Monday, April 6, 2015

South Korea day 1

South Korean Day 1


            I selected South Korea for my spring break trip for two reasons.  One, I was intrigued by the Korean  cultural exhibits I saw during my layovers at the Inchon airport, and two it seemed like it was a small enough country that I could see a significant portion in a week.  Oh, and three it is a direct flight from Mongolia.  Now in the course of planning for my trip which I will admit wasn't much, I quickly realized that I couldn't see a significant portion of the country in a single week, and do it justice.   Thus I settled on just visiting Seoul for the week.

            I had a bit of a scare the morning of my flight as originally it was supposed to leave at 9:45 am but then Orbitz told me it was moved to 8:45 am, only to change it back to 9:45 am once I got to the airport.  Now this would not have been a problem, except the notification came at 5:45 am, too late to do anything about it when I woke up at 6:45 am.  I had a taxi coming at 7:45 am and no possible way to call it to come earlier.  If everything worked out perfectly, I would make it just in time.  Sadly my taxi was a no show, but I was able to catch a ride to the airport with a fellow teacher who was incidentally on the same flight.  Now she never got the message about the time change and long story short the flight left at 9:45 am with no problems what so ever.

            My Korean Air flight was actually being run by MIAT, don't ask me how that works.  I was a bit more cramped than on a Korean air flight and the food didn't look as good.  I know these are rather first world complaints and minor ones at that.  Though I did get free headphones to watch the first Avengers movie.  There was some rather annoying turbulence for a good portion of the flight, but again nothing serious.

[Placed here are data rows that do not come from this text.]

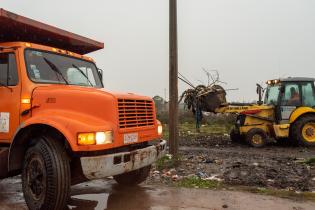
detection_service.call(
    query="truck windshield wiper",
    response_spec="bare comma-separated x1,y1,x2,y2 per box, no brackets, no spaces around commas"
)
44,58,69,85
72,64,93,87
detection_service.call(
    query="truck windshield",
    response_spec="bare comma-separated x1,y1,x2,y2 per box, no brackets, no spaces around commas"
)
265,85,280,105
25,49,103,88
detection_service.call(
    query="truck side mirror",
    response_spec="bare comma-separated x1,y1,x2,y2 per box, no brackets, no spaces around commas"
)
97,69,103,83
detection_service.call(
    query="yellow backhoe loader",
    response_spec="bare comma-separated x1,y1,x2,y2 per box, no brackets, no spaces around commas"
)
214,77,315,147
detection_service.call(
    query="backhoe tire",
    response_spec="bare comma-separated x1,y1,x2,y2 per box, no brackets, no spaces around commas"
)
290,115,315,146
246,128,267,148
22,136,71,210
114,165,151,186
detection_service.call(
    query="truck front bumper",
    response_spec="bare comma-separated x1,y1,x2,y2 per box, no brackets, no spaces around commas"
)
80,140,166,180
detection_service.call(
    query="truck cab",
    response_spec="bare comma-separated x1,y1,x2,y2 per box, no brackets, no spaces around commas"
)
0,9,166,210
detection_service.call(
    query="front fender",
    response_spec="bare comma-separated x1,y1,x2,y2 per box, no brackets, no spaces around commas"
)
289,107,315,123
20,110,117,151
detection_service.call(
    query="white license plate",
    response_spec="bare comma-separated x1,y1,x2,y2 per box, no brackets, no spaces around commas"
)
124,133,138,144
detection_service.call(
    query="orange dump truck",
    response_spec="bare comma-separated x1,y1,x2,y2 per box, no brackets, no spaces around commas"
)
0,9,166,210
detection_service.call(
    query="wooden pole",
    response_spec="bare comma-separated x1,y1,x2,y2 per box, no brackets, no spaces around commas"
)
169,0,178,156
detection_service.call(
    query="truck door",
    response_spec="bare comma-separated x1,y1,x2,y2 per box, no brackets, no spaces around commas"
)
0,51,21,143
280,83,301,123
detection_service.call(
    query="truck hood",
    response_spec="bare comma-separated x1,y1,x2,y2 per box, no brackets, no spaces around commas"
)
32,85,155,129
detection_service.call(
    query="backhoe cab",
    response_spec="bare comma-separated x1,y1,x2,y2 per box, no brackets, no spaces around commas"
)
216,77,315,147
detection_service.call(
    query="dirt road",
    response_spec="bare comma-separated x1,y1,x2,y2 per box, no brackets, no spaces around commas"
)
153,135,315,192
0,178,315,210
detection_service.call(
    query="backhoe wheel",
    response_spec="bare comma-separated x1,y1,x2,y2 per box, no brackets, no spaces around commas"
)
114,165,151,186
290,115,315,146
246,128,267,147
230,128,243,143
22,137,71,210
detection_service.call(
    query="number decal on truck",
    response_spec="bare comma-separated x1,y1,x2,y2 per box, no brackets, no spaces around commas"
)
0,112,10,133
124,133,138,144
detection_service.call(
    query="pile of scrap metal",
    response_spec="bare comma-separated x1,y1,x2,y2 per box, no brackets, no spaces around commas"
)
180,84,227,114
178,70,227,129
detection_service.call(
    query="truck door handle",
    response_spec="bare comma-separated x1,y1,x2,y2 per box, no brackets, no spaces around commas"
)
21,105,40,116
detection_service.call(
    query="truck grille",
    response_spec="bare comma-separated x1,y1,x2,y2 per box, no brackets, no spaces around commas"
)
118,99,154,128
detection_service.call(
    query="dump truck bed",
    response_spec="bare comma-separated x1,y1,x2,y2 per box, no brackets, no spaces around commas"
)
0,8,104,55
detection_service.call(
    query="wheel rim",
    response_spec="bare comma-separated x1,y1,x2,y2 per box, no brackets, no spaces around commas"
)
252,134,263,144
302,122,315,142
26,155,46,200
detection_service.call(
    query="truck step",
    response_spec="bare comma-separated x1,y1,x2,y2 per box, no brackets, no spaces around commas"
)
0,147,9,179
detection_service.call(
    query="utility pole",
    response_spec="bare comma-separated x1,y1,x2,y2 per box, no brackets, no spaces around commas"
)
169,0,178,156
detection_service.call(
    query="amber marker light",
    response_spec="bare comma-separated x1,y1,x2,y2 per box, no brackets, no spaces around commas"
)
21,98,31,104
78,133,96,145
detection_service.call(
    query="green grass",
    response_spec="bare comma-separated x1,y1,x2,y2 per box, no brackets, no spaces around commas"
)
176,176,221,189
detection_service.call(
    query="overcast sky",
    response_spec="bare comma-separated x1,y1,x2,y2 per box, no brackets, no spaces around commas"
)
0,0,315,101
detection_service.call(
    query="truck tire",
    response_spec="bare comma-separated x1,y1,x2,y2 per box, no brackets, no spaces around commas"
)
22,137,71,210
114,165,151,186
290,115,315,146
246,128,267,148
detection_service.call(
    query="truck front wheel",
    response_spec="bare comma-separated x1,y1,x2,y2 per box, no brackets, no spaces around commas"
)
22,137,71,210
114,165,151,186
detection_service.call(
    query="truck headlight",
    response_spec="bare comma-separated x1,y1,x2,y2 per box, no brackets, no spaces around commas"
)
78,131,113,145
158,125,163,136
95,131,113,144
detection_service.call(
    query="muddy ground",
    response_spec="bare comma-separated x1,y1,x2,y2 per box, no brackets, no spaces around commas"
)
150,135,315,192
0,177,314,210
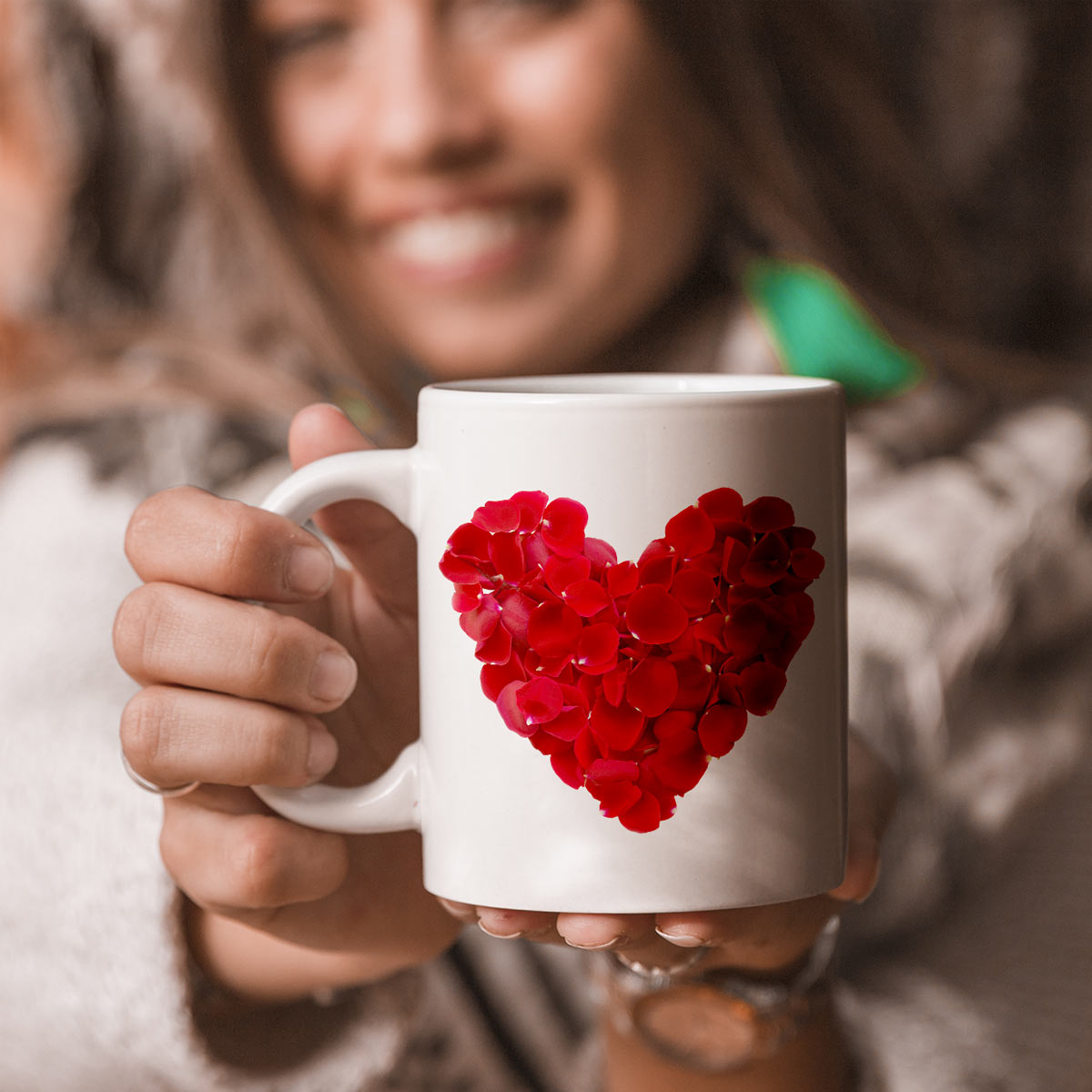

            Ugh customs, man it took forever (90 min) to get through customs.  Nothing bad mind you just really crowded.  It was then a nice 43 min train ride to the city and a short subway trip to what was supposed to be my hotel.  I did end up in the right part of the city but I ended up having to go to a tourist information booth to get a map and directions to my hotel.  So a bit longer than I wanted, but not too bad and I got to do some shopping along the way.  Insa-dong is a major shopping area for traditional Korean crafts and other souvenir type things.  The shops run the gamut from the kitschy stuff to handmade crafts some of which are quite nice.  So I got a vast majority of my shopping done on the first day.

            The Sunbee hotel has some pretty nice rooms, free Wi-Fi, and three English tv channels (Food network Asia, Tru TV, and Euro Vision).  The bed was very nice and I loved having a real mattress for the week.  Oh and the bathroom had a hot tub or something (not that I could figure out how it worked).




            My first Korean meal was Bulgogi and I love it.  Spicy beefy goodness, with equally good kimchi which was a bit spicier than I anticipated.  About my only complaint was that it could have used some rice.  Oh and as much as I loved Bulgogi it did not love me the next morning.


            In Korean Bulgogi means fire meat, and is typically a grilled marinated meat (soy sauce, sugar, sesame oil, garlic, pepper), but it does have other preparations.  I also had a soup variety (not a fan) and it can be made into hamburgers (sounds good, but I didn't have any).  My dinner also came with several varieties of Kimchi, but sadly no rice.


            Well the one on the bottom left is some kind of fried tofu, which is actually pretty good.  I knew ahead of time that Kimchi was spicy, but I was surprised by the level of spiciness.  The red one was spicy but good, and the green one, was not spicy and pretty tasty.  I later found out that there are many different varieties of kimchi.  FYI- Kimchi is a fermented vegetable side dish.  It also happens to be serious business in Korea with four major incidents since 1996, two of which were international spats.  In 1996 Korea got into an argument over Kimchi, which could basically be considered a copyright dispute over the name Kimchi.  In 2012 China banned the import of Kimchi from Korea.  According to China Kimchi is actually Chinese and not Korean, and Korean Kimchi has too much Lactobacillus bacteria in it (used in fermentation). 

Bonus


            Some kind of special tree between my hotel and the restaurant.  I don’t know what the deal is but it has a sign in Korean next to it.